Despite the significant advantages of hybrid working, it’s a big change that’s new to everyone, so here’s a few challenges that may arise and some advice on how to deal with them.

  • When working remotely, you may feel some role confusion and have this idea that you’re not working as hard as you were when you were in the office. Its important to have an honest and open conversation with your manager as early as possible about what their expectations are of you and what day to day tasks are expected to be completed. This will form trust between yourself and the manager, whilst creating clarity which reduces anxiety.
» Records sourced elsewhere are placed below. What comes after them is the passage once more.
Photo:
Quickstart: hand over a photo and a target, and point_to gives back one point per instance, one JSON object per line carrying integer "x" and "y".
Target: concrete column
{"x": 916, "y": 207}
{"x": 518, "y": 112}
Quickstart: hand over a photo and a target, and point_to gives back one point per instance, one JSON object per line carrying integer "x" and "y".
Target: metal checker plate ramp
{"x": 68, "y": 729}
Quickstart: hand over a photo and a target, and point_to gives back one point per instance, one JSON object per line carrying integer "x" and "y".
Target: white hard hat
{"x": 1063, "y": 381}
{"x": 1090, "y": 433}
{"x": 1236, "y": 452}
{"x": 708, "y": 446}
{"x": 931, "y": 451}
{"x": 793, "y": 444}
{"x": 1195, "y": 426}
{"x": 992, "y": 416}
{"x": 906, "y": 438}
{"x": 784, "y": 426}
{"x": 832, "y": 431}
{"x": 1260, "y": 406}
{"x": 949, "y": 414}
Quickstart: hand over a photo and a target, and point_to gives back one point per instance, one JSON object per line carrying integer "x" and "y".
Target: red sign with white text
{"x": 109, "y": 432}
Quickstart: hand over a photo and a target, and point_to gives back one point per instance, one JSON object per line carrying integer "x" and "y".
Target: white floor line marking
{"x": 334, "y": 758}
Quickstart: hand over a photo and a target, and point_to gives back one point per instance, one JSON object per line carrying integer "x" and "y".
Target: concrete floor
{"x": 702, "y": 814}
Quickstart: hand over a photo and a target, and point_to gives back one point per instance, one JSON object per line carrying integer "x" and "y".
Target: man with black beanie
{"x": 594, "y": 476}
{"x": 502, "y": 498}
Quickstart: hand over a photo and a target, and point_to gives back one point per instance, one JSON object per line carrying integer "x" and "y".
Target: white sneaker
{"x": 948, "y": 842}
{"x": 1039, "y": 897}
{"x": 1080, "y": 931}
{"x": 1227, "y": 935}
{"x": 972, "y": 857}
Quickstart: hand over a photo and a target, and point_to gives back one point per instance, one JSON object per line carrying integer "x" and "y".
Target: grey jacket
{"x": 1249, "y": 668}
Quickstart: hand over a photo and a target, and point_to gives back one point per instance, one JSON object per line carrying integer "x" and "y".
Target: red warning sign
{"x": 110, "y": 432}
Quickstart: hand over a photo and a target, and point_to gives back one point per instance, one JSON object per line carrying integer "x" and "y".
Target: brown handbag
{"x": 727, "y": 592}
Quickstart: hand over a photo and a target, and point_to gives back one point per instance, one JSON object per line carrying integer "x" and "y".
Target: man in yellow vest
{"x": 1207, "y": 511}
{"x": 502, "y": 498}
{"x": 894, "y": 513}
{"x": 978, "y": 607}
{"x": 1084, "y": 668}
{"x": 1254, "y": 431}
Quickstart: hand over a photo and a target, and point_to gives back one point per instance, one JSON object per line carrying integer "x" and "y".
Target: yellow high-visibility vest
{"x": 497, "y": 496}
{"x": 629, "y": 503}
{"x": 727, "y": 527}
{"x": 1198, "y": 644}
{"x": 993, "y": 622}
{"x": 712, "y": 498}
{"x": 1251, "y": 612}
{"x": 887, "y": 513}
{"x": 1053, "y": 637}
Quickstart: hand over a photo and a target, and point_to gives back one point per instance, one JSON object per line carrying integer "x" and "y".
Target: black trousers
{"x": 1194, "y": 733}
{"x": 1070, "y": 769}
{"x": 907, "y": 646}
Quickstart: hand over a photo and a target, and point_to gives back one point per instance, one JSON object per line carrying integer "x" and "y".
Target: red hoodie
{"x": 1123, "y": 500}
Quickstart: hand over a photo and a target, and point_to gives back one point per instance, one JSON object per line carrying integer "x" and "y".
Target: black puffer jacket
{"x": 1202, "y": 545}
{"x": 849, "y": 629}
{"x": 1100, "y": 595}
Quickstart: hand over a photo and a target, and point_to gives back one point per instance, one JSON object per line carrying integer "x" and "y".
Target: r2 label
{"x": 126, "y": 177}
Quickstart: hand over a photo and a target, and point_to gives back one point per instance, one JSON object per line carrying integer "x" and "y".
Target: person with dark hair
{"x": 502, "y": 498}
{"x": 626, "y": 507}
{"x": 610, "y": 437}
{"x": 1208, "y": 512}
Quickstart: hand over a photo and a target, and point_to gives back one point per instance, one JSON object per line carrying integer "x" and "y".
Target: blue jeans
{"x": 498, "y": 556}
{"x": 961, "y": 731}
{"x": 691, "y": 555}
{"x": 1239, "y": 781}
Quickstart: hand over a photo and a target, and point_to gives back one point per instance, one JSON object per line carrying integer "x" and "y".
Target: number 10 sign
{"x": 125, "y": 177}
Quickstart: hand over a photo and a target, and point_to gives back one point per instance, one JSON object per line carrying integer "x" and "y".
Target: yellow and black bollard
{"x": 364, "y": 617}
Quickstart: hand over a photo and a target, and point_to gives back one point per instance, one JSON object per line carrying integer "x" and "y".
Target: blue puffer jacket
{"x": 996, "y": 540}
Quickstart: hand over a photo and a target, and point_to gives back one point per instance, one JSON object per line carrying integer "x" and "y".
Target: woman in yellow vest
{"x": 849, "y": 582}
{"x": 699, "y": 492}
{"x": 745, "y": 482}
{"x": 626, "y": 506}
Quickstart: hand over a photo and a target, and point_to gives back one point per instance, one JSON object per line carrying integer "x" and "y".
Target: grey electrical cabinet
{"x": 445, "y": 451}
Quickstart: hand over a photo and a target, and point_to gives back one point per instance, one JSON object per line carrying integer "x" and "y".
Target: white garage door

In reality, you’re very likely working harder than ever!
  • If your manager or other colleagues seem more stressed than usual and its starting to get to you a bit, have patience with them and remember that managing hybrid teams or being involved in one is a completely new experience for them, and perhaps haven’t received much training from the organization, everyone is in unfamiliar territory!
  • Many people’s home office has to double as a kitchen or laundry room, which may throw up chores that need doing all of a sudden. We all need regular 5-10 min breaks, so perhaps use these short breaks to deal with any chores so that your home office environment is as peaceful as possible. Surroundings like this can be distracting as well, so you could try to train your brain to get into “work mode” by playing certain music, putting on specific lighting, or wearing smart clothes.
  • One danger of hybrid working is that employee cliques could be formed, with more office-based workers forming groups and the same for more home-based workers, which could create sub-cultures, something potentially harmful to organizations. Managers should, where possible, ensure meetings are attended by everyone in person or everyone remotely, so that employees feel they are part of one team. By making yourself involved in the work culture as much as possible, by regularly communicating to all of your colleagues, going on lunch breaks and socials together, this will help to create a harmonious, genuine culture that makes new and existing colleagues more comfortable, both in the office and remotely.
  • Finally, be wary of the dreaded Zoom fatigue! This is something that so many of us have experienced over the past 16 months, the lack of energy to feed off of because of people not physically being in the room makes it more tiring to concentrate. Ensure you can attend as many in person meetings as possible and try not to schedule more than 2 hours of virtual meetings a day.

Conclusion

Hybrid working is a fascinating development that seems to be on an upward trend of worker productivity and satisfaction, seemingly becoming the next evolution in the way we work. Perhaps it is a result of the pandemic giving us time to reflect on ourselves and has shown us that to have a healthier mindset, our own values, beliefs and life responsibilities should drive the work we do, not the other around. We hope you’ve enjoyed this blog, please give us some feedback as we’d love to hear your thoughts on hybrid work and the blog itself!